Logistic Regression and Least Absolute Shrinkage and Selection Operator

Hyunyong Lee; Hun-Sung Kim

doi:10.36011/cpp.2020.2.e15

Abstract

Logistic regression, a model that forms a binary dependent variable and one or more independent variable(s), is used especially in epidemiological studies. By understanding the logistic model and its applications, such as odds ratio (OR) and performance efficiency, the concept of logistic regression can be easily grasped. The purpose of this article is to 1) introduce logistic regression, including odds and OR, 2) present predictive efficiency, such as area under the curve, and 3) explain the caution of logistic regression analysis.

INTRODUCTION

Regression analysis is a set of statistical processes used to estimate the relationship between a dependent variable (or outcome variable) and one or more independent variable(s). The most common form of regression analysis is linear regression, where the outcome variable is assumed to be continuous. In medical science, data are usually composed of two-level outcome variables (e.g., life or death, disease or no disease, pass or fail). Therefore, a linear statistical model would not be ideal, for several reasons. First, the predicted values for some covariate values are two-level outcomes (usually 0 or 1); therefore, using a standard linear regression for a bivariate outcome can produce very unsatisfactory results. Second, the assumption of constant variability of linear regression does not match the behavior of a bivariate outcome.1) To bridge this gap, logistic regression, which describes the relationship between a binary outcome and a set of independent variables, has been developed2) and explored because it reduces the potential bias resulting from differences in the groups being compared.3)

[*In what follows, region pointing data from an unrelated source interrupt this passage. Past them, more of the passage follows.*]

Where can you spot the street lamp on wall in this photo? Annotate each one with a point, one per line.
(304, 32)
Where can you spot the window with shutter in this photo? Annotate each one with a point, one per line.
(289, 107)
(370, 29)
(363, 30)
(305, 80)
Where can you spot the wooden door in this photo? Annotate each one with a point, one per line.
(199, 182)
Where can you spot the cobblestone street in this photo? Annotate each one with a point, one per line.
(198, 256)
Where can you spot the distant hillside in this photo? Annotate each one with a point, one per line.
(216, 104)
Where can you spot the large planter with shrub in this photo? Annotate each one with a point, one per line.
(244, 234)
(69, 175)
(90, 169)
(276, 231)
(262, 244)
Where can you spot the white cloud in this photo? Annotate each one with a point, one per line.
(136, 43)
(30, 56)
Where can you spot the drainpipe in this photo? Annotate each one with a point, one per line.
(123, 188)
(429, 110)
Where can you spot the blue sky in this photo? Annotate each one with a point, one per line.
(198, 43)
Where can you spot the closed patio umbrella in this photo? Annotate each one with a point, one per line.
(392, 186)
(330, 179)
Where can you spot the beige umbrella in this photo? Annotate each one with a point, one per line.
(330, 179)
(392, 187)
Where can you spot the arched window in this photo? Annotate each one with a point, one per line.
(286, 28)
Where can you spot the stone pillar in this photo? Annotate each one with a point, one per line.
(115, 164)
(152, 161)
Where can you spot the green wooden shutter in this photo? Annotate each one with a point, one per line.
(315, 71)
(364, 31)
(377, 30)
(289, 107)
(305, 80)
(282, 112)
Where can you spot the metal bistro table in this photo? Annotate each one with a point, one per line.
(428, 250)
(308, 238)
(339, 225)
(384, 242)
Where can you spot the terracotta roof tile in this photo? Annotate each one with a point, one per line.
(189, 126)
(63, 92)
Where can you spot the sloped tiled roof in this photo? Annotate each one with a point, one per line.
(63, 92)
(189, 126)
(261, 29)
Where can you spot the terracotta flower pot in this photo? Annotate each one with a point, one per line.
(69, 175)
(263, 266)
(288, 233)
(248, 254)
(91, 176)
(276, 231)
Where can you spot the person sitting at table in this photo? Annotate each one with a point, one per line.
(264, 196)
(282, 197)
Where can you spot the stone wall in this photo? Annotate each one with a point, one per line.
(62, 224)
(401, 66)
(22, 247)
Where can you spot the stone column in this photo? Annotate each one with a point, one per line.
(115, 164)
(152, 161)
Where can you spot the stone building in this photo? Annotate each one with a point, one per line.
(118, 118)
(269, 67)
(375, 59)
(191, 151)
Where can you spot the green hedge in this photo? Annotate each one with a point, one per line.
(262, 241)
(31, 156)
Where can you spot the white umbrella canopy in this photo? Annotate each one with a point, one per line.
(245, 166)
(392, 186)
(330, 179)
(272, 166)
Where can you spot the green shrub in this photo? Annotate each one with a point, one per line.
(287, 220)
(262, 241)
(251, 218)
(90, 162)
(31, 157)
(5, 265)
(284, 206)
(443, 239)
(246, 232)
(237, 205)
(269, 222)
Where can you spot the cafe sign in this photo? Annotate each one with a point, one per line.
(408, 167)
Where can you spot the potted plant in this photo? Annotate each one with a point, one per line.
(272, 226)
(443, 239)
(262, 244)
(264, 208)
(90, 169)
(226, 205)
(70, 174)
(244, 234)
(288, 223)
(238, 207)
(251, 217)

ODDS, ODDS RATIO (OR), AND LOGISTIC REGRESSION

The odds of an event are the ratio of probability of an event occurring (denoted by p) divided by the probability of the event not occurring (denoted by 1−p). Since logistic regression calculates probability of an event occurring over the probability of the event not occurring, the impact of independent variables is usually explained in terms of odds. Using logistic regression, the mean of the response variable p in terms of an explanatory variable x is modeled, relating p and x through the equation p=α+βx.4) However, this would not be an appropriate model because extreme values of x in the equation α + βx may lead to a value that does not fall between 0 and 1. To overcome this problem, we transform the odds and use the natural logarithm of the odds as a regression function,5) as follows:

(Equation 1),

\log i t (y) = l n (o d d s) = l n (\frac{p}{1 - p}) = α + β x

where p is the probability of the outcome variable and x is the independent variable. Suppose Y=1 when the event occurs, and Y=0 when the event does not occur. α is the intercept term, β represents the regression coefficient; the change in the logarithm of the odds of the event a 1-unit change in the predictor x, in other words, a 1-unit change in x is the ratio of the odds (OR). For example, the variable smoking relative was coded as 0 (no relative who smoked) or 1 (at least one relative who smoked) and the OR of acute myocardial infarction (AMI) was 1.76. The meaning of odds in cases with at least one relative who smoked is 1.76 times higher than that in cases with non-smoking relatives. A useful way to remember the OR is “100 times the OR minus 1”. In this case, the OR of 1.76 is calculated as 100×(1.76−1)=76%; this means that the passive smoking group, where the participants have a relative who smokes, is at 76% higher risk of AMI than non-passive smoking group. The OR is sometimes confused with the relative risk (RR), which is the ratio of probability of an outcome in an exposed group to the probability of the outcome in an unexposed group. If the OR, without ignoring its meaning as a ratio of odds, is interpreted as RR, then this inaccuracy entails potentially serious problems.6) Using a two-by-two contingency table (Table 1), the formula of OR and RR have been proposed.

(Equation 2),

R R = \frac{I_{1}}{I_{0}} = \frac{\frac{a}{a + b}}{\frac{c}{c + d}} \approx \frac{\frac{a}{b}}{\frac{c}{d}} = O R

Mathematical formulas deduce the OR always overestimates the RR. Assuming that a disease is “rare” (below 10%), then OR is similar to the RR and can be considered a good approximation to the RR.3)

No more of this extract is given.